This article has been updated since it first appeared in print.

Photo courtesy GRTC
Riding the bus in Richmond will be free for another year, thanks to eleventh-hour funds secured by the GRTC Transit System.
Since 2020, it’s been free to ride the bus in Richmond. The public transit provider stitched together money from state grants and local donors to start the program as a pandemic-era precaution to reduce contact between bus operators and riders. The program, known as Zero Fare, also alleviated commuting costs for Richmonders who needed to get to work, many of them frontline employees who depend on the bus as their primary form of transportation.
The program has used a combination of a state grant plus local matches from GRTC itself and Virginia Commonwealth University. Public transit ridership in many U.S. cities plunged during the COVID-19 pandemic, but GRTC saw close to 11 million riders across all public transit services in 2024, an almost 20-year high.
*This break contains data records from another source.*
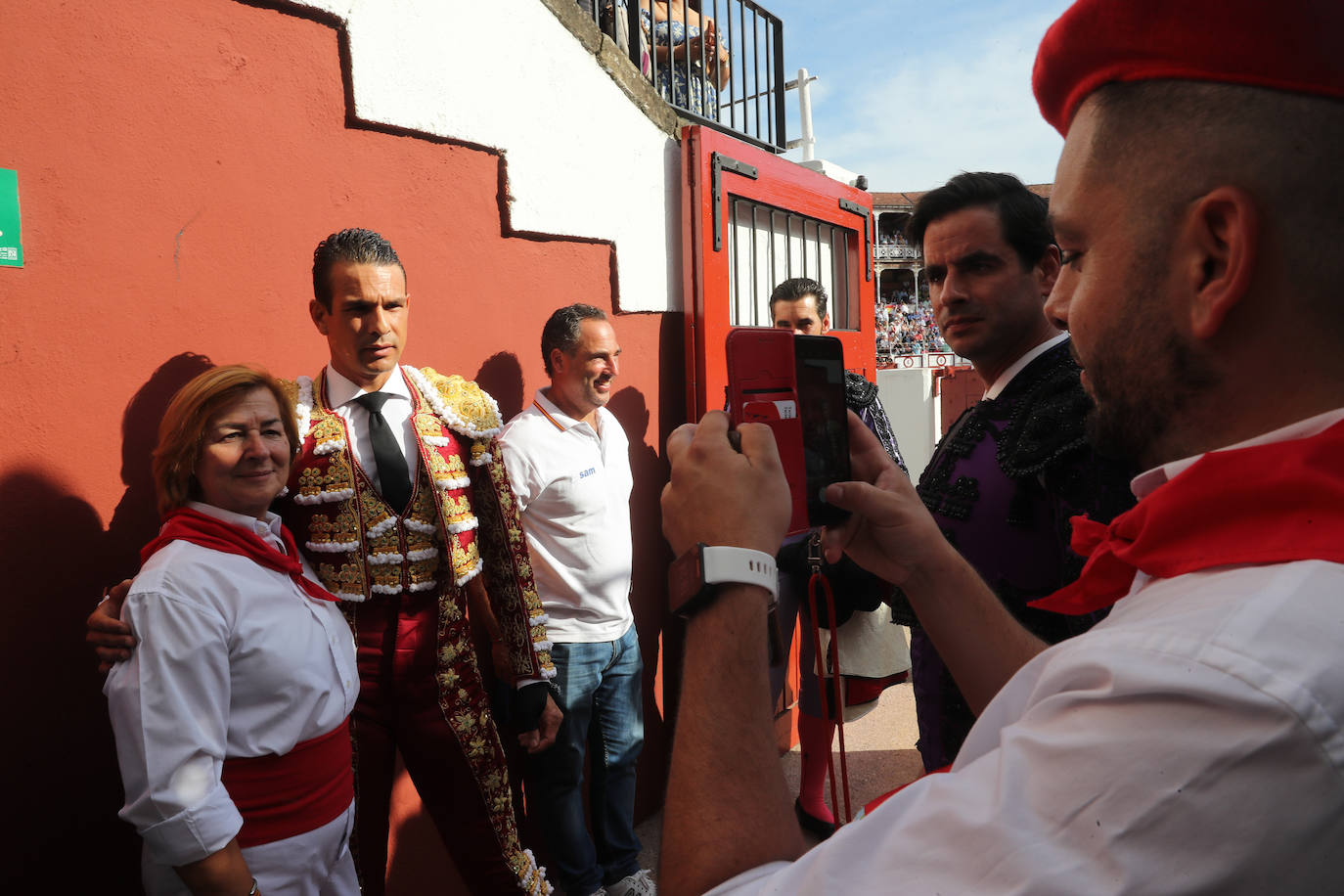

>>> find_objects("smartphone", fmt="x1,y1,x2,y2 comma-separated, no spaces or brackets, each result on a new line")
793,336,852,525
725,333,851,535
725,327,809,535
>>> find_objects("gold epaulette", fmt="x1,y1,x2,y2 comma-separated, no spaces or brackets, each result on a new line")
276,379,298,404
421,367,500,438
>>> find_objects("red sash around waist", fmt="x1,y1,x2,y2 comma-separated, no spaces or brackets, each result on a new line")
220,720,355,846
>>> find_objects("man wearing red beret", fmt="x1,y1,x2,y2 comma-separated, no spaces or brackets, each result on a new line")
660,0,1344,895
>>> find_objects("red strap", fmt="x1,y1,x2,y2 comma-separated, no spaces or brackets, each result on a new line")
808,571,853,824
863,766,952,818
220,719,355,846
1031,422,1344,614
140,508,336,601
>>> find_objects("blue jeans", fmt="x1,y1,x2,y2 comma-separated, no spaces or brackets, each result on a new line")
527,625,644,896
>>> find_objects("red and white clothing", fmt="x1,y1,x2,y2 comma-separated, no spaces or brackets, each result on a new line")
104,503,359,895
712,410,1344,895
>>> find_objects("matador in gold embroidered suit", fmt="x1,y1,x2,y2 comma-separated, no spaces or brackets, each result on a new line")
277,367,554,893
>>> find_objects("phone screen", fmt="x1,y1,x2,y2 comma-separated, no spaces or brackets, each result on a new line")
794,336,851,525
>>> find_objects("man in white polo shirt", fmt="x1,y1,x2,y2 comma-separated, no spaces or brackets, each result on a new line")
500,305,654,896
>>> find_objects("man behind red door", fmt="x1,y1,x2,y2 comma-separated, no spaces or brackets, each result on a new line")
660,0,1344,895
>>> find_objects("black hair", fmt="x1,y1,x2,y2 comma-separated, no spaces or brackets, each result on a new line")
906,170,1055,270
542,302,606,377
313,227,406,310
770,277,827,324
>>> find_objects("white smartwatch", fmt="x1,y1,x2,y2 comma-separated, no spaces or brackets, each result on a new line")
668,543,780,618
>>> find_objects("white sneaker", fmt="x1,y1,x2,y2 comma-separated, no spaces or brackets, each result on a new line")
606,868,658,896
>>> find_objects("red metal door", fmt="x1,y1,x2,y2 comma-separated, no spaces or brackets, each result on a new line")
682,125,876,419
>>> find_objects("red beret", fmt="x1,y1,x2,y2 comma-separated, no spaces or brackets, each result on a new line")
1031,0,1344,134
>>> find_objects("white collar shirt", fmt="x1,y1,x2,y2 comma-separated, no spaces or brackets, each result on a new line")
985,334,1068,398
712,411,1344,896
104,503,359,865
327,364,420,494
500,389,635,644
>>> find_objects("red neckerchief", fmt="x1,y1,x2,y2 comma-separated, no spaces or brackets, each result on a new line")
140,508,336,601
1029,422,1344,615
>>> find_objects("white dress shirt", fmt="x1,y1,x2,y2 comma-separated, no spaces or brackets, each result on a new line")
500,389,635,644
104,503,359,880
712,411,1344,896
327,364,420,494
985,334,1068,398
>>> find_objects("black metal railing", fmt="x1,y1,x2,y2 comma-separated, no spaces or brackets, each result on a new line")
576,0,787,152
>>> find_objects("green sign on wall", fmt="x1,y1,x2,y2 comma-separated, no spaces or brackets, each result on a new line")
0,168,22,267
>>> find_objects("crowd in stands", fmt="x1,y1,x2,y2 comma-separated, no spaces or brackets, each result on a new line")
877,299,950,357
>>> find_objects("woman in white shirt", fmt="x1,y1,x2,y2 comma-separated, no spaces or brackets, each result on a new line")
104,366,359,896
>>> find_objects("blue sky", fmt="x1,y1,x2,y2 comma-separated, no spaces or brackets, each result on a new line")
762,0,1070,192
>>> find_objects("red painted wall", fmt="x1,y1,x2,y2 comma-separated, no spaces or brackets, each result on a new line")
0,0,684,893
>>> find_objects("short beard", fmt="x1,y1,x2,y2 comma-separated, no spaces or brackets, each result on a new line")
1086,334,1219,469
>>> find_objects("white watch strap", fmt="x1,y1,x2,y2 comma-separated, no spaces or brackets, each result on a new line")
700,544,780,599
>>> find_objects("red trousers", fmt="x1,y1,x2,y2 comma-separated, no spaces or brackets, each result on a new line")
346,591,527,896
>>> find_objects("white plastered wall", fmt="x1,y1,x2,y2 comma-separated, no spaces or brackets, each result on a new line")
294,0,680,312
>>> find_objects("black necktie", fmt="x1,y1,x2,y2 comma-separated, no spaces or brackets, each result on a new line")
355,392,411,515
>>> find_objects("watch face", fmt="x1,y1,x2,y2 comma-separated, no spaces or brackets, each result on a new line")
668,544,704,615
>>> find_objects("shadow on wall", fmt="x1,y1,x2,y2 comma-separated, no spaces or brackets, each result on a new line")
607,388,671,818
107,352,215,583
475,352,531,424
0,352,211,896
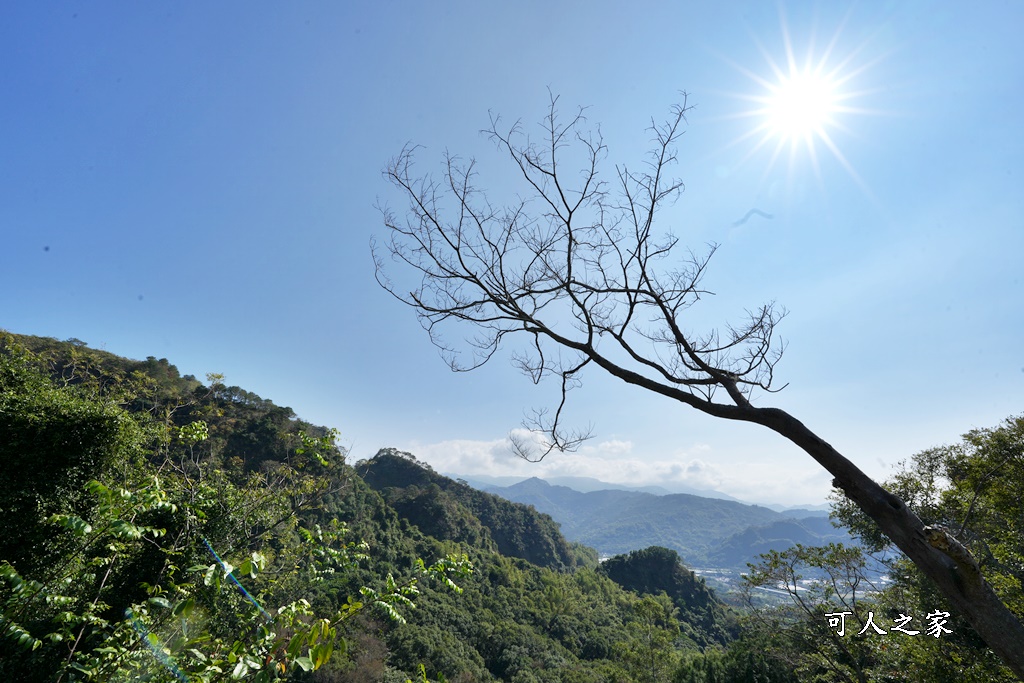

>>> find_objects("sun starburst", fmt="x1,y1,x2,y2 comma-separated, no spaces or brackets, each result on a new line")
720,9,873,189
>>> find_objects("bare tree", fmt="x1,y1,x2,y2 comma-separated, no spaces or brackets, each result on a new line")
374,93,1024,679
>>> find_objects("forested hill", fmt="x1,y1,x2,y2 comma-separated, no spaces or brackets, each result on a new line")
479,477,850,567
355,449,597,569
0,331,792,683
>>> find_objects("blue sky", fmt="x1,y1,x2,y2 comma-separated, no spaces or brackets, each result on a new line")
0,1,1024,504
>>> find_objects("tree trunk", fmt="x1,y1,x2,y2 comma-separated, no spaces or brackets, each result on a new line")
745,408,1024,680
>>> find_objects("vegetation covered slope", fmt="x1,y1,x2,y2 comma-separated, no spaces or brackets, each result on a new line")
0,334,770,681
356,449,597,569
0,333,1024,683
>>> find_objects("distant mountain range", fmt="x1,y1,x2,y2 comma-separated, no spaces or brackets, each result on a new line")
461,477,853,568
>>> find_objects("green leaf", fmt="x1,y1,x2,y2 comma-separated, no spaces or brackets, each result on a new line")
171,597,196,618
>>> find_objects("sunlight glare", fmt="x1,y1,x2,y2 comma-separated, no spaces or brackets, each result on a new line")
765,72,837,142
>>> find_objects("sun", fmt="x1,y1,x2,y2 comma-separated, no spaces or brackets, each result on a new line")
764,71,840,145
728,10,881,187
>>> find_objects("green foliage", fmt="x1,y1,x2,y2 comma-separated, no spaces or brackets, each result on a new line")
729,417,1024,683
0,327,806,683
600,546,737,648
0,338,471,681
359,449,588,569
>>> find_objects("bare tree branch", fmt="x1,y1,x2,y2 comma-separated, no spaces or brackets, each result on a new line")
373,93,1024,678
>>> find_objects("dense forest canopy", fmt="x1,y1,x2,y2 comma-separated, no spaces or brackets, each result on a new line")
0,333,1024,683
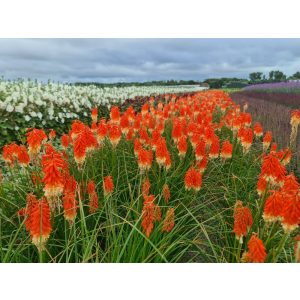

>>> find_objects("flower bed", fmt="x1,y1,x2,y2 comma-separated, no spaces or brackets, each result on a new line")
0,91,300,262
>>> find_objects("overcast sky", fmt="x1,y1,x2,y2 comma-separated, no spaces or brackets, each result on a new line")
0,39,300,82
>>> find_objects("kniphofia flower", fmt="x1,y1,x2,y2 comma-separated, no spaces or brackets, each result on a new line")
177,136,188,157
41,145,66,210
220,140,232,160
263,191,284,222
263,131,272,151
184,167,202,191
233,201,253,244
61,134,70,150
87,180,98,213
141,195,156,238
162,208,175,232
138,149,153,173
163,183,171,203
91,107,98,123
103,176,114,195
26,128,47,157
142,178,151,197
253,122,263,137
29,198,52,251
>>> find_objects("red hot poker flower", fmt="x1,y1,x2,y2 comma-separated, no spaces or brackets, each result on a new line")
63,174,78,224
184,167,202,191
91,107,98,123
26,129,47,157
61,134,70,150
220,140,232,160
141,195,156,238
162,208,175,232
263,191,284,222
248,234,267,263
233,201,253,244
103,176,114,195
163,183,171,203
29,198,52,251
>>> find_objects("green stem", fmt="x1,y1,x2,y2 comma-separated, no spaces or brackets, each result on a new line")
273,232,290,263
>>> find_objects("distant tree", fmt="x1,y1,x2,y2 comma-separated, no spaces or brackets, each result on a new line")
292,72,300,79
249,72,263,82
269,70,286,81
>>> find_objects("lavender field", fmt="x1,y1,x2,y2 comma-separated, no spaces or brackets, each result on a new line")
231,82,300,175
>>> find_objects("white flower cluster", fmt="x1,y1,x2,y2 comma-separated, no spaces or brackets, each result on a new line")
0,80,204,124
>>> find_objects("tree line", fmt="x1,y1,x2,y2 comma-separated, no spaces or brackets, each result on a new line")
203,70,300,89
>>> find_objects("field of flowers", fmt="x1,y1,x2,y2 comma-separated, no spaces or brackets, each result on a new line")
0,91,300,263
0,80,203,148
231,81,300,176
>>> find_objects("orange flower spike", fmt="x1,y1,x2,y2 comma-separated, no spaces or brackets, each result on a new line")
141,195,156,238
49,129,56,140
253,122,263,137
281,149,292,166
61,134,70,150
110,106,120,125
73,126,97,168
29,198,52,251
197,156,208,174
195,140,206,161
263,131,272,152
97,119,108,145
63,174,78,224
2,143,19,167
26,129,47,157
162,208,175,232
138,149,153,173
18,145,30,167
25,193,39,231
209,137,220,159
154,204,161,222
91,107,98,123
142,178,151,197
257,176,267,197
184,167,202,192
263,191,284,222
109,125,122,148
87,180,96,195
294,234,300,263
103,176,114,196
163,183,171,203
120,114,130,135
233,201,253,244
248,233,267,263
270,143,277,153
220,140,233,160
41,144,66,209
172,120,183,144
177,136,188,158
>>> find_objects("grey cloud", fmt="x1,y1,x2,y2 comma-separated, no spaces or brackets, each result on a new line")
0,39,300,82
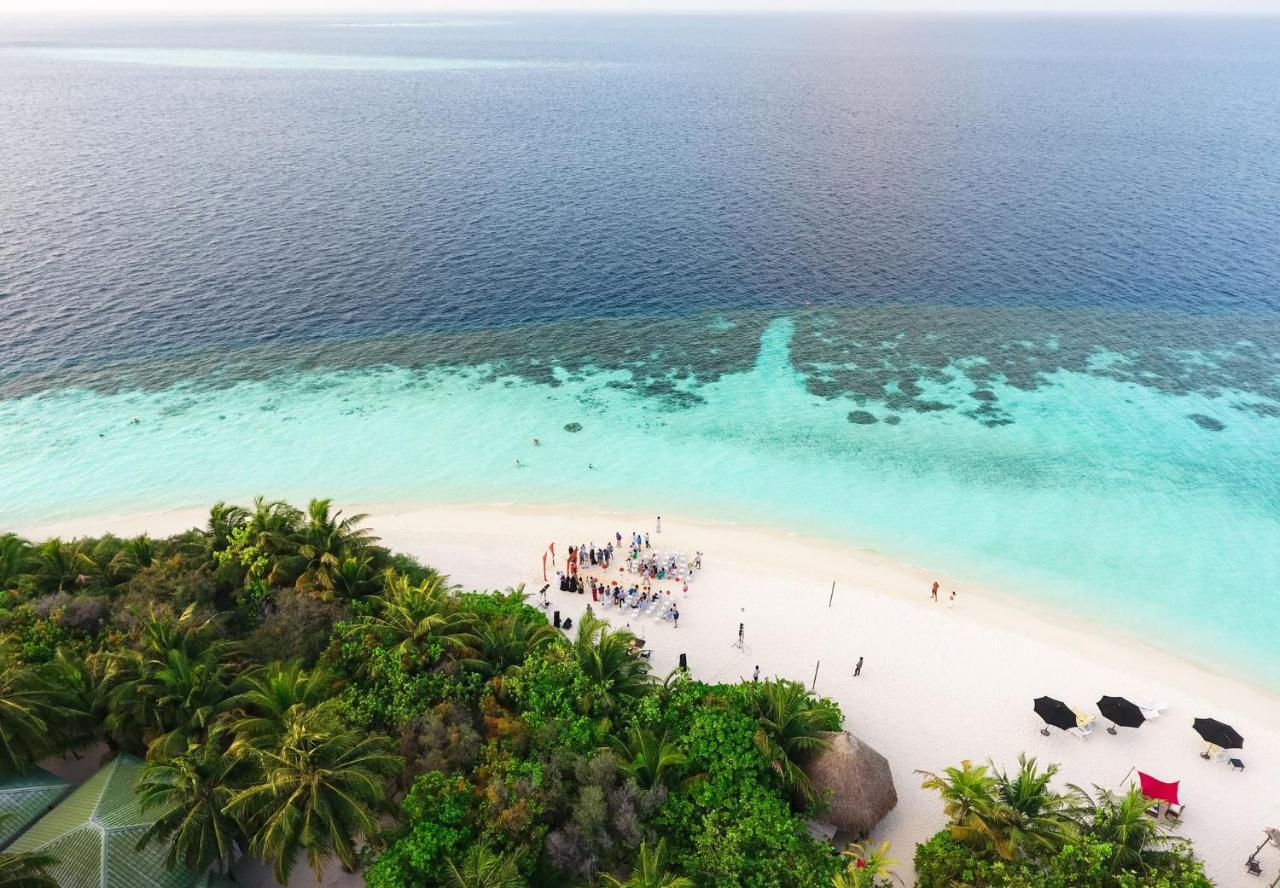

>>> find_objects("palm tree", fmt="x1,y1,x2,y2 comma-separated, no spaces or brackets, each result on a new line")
754,679,828,805
106,647,228,756
466,610,559,676
0,534,36,589
136,732,243,873
104,605,236,755
609,725,689,789
977,755,1083,860
0,851,58,888
573,614,654,715
352,576,475,665
35,536,97,592
0,636,69,772
224,705,403,884
831,842,897,888
108,534,157,580
205,500,248,554
922,755,1083,860
604,841,696,888
916,759,996,842
227,660,337,754
1071,786,1176,873
447,842,526,888
297,499,381,598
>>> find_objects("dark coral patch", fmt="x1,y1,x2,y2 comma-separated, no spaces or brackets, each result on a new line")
1187,413,1226,431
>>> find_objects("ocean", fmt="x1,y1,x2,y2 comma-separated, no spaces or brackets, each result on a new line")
0,15,1280,688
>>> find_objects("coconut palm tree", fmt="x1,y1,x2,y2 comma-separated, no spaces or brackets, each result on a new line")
227,660,337,754
831,842,897,888
205,500,248,554
445,842,526,888
974,755,1083,860
296,499,383,598
465,610,559,676
753,679,828,805
0,851,58,888
916,759,996,842
352,575,475,665
604,841,696,888
136,731,243,873
106,647,229,756
573,614,654,717
0,534,37,589
1071,786,1178,873
0,650,58,772
33,536,97,592
224,705,403,884
108,534,159,580
608,725,689,789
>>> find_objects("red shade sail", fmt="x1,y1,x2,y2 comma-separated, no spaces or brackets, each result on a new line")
1138,770,1179,805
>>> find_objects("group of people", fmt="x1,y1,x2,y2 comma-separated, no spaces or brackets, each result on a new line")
929,580,956,608
543,529,703,628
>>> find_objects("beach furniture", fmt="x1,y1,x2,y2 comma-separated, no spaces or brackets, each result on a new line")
1032,697,1079,737
1098,696,1147,734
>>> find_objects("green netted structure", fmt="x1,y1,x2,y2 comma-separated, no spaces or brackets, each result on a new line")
0,768,72,848
9,755,221,888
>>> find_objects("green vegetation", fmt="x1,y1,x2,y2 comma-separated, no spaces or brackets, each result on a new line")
0,499,844,888
915,757,1210,888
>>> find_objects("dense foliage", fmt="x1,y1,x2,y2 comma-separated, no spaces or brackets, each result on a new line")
915,757,1210,888
0,499,869,888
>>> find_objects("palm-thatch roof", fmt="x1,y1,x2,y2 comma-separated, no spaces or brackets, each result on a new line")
804,731,897,836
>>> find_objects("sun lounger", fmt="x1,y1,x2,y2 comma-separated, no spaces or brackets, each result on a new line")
1138,701,1169,722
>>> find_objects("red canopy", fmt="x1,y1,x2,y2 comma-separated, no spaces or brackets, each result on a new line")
1138,770,1179,805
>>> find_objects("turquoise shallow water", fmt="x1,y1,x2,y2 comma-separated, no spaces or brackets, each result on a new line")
0,315,1280,686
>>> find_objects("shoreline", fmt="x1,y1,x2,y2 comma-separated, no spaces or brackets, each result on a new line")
12,503,1280,885
17,496,1280,708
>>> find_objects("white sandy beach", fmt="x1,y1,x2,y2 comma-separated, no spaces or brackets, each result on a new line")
18,505,1280,885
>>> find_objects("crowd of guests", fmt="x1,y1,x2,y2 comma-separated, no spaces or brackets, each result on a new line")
544,531,703,628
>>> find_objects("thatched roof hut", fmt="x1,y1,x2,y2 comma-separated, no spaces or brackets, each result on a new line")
804,731,897,836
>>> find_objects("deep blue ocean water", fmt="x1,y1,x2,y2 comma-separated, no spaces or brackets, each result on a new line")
0,15,1280,685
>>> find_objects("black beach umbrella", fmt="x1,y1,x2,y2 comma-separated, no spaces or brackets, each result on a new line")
1036,697,1078,737
1098,697,1147,734
1192,718,1244,759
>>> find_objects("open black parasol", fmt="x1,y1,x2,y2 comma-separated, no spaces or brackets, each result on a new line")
1098,697,1147,734
1036,697,1078,737
1192,718,1244,757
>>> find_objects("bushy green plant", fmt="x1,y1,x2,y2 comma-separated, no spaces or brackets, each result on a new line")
365,772,475,888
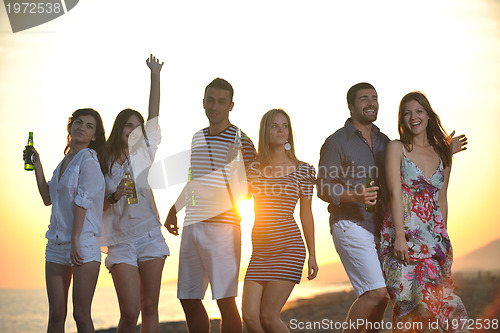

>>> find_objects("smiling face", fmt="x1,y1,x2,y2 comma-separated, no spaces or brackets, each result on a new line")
403,100,429,136
269,113,290,145
203,88,234,126
349,89,378,125
69,115,96,147
121,115,142,147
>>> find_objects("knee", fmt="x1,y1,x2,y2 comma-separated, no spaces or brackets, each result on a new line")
242,310,261,331
73,307,92,324
120,305,141,325
49,306,67,324
141,300,158,316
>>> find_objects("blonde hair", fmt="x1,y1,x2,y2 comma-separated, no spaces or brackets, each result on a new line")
257,109,299,169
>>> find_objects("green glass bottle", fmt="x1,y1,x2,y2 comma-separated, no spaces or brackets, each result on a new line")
365,174,375,212
24,132,35,171
125,167,139,205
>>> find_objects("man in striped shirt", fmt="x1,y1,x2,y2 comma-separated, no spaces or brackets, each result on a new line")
165,78,256,332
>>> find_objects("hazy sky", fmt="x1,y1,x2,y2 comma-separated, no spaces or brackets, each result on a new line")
0,0,500,288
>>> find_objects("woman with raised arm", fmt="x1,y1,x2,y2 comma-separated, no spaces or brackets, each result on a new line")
25,109,105,332
242,109,318,332
100,55,169,333
380,92,467,332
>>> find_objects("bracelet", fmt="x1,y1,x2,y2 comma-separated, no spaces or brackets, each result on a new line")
106,192,118,204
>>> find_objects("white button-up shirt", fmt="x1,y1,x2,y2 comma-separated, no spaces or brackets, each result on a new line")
45,148,105,243
99,121,161,246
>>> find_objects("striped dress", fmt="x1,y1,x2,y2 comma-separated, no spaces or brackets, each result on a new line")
245,162,315,283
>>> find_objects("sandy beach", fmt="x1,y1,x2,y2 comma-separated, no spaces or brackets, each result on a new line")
97,272,500,333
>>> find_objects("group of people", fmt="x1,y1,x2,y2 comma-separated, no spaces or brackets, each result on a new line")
25,55,467,333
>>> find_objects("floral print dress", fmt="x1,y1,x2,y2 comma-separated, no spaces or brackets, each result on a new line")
380,148,467,332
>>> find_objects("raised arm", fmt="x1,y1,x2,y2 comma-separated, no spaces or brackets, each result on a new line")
300,195,318,280
438,165,451,228
385,141,410,264
23,148,52,206
146,54,163,123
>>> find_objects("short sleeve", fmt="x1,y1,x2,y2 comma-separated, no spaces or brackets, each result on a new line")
75,150,105,209
300,164,316,197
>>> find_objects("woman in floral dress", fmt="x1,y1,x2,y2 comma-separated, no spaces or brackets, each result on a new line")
380,92,467,332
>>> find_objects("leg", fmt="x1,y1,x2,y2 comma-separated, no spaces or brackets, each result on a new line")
73,261,101,333
343,288,389,333
180,299,210,333
241,280,265,333
217,297,243,333
45,262,72,333
260,281,295,333
139,259,165,333
332,220,389,333
110,264,141,333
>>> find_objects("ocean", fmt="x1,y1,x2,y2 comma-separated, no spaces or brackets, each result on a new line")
0,282,352,333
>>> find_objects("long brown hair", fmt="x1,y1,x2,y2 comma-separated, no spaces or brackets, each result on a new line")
398,91,452,168
64,108,106,174
104,109,148,175
257,109,299,169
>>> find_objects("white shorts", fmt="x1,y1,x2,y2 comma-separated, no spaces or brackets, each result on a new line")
332,220,385,296
45,237,101,266
177,222,241,299
104,227,170,270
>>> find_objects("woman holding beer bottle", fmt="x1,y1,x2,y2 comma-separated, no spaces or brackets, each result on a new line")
100,55,169,332
25,109,105,332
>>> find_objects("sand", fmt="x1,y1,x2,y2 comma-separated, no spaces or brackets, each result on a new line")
97,273,500,333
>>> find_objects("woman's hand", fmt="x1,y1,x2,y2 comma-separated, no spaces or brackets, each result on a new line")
69,240,83,266
23,146,40,167
146,54,163,73
307,256,319,280
394,237,410,264
113,178,133,201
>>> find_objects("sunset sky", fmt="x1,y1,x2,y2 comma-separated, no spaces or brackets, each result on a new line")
0,0,500,288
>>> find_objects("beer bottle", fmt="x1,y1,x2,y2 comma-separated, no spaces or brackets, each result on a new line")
124,167,139,205
24,132,35,171
365,174,375,212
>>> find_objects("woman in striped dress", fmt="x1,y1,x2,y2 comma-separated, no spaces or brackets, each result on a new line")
242,109,318,332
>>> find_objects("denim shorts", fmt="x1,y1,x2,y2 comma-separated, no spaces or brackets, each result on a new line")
105,227,170,270
45,237,101,266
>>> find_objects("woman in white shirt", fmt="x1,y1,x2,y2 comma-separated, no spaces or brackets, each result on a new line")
100,55,169,332
27,109,105,332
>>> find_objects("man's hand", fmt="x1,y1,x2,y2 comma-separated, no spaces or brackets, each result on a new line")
146,54,163,73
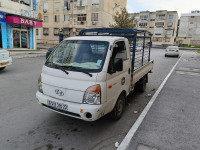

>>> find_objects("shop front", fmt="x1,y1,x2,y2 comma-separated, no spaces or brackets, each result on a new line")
0,13,7,48
6,16,42,49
In recent months, however, funding for the program beyond June 2025 appeared to be in jeopardy. VCU, which has contributed more than a million dollars every year since 2023, said it would not contribute to the program in the upcoming fiscal year, which begins in July. Both local transit advocates and Richmond Democrats raised alarms in early 2024, urging local businesses and city and state governments to take action.
GRTC announced in mid-April that it had secured the $6.8 million it needs to extend the program through July 2026. The budget for Zero Fare, which the GRTC board approved on June 12, includes appropriation of a budget surplus from the previous fiscal year, a federal grant made possible under the federal Infrastructure Investment and Jobs Act of 2021, money from advertising revenue and donations from local organizations, and a small donation from VCU in the amount of $100,000 (plus $75,000 contributed through a community partnership). Most notable is the drop in contribution from the university, which has previously pitched in $1.2 million to $1.3 million, and the absence of funding from the Virginia Department of Rail and Public Transportation, which, in some past years, contributed the bulk of funds for Zero Fare.
GRTC's plan for the future is to supplement state grants with proceeds from a new campaign to sell advertisements on buses and at stops, as well as GRTC’s Transit Access Program, or TAP, which collects tax-deductible donations from local businesses and individual donors. “With those two approaches, we’re hoping to have this long-term vision for Zero Fare to be a part of the community,” Potter says. Some buses already carry ads, but the new push for an expanded ad program is meant to provide a more predictable, long-term source of funding for Zero Fare.
Despite the threat, Potter says GRTC isn’t concerned about funding Zero Fare in the future, nor should riders worry about being asked to pay without notice. The company can’t reinstate fares overnight, she says: Operators would need to be trained on collecting fares, and bus stops would need to be outfitted with fare boxes, a process that could take at least two years.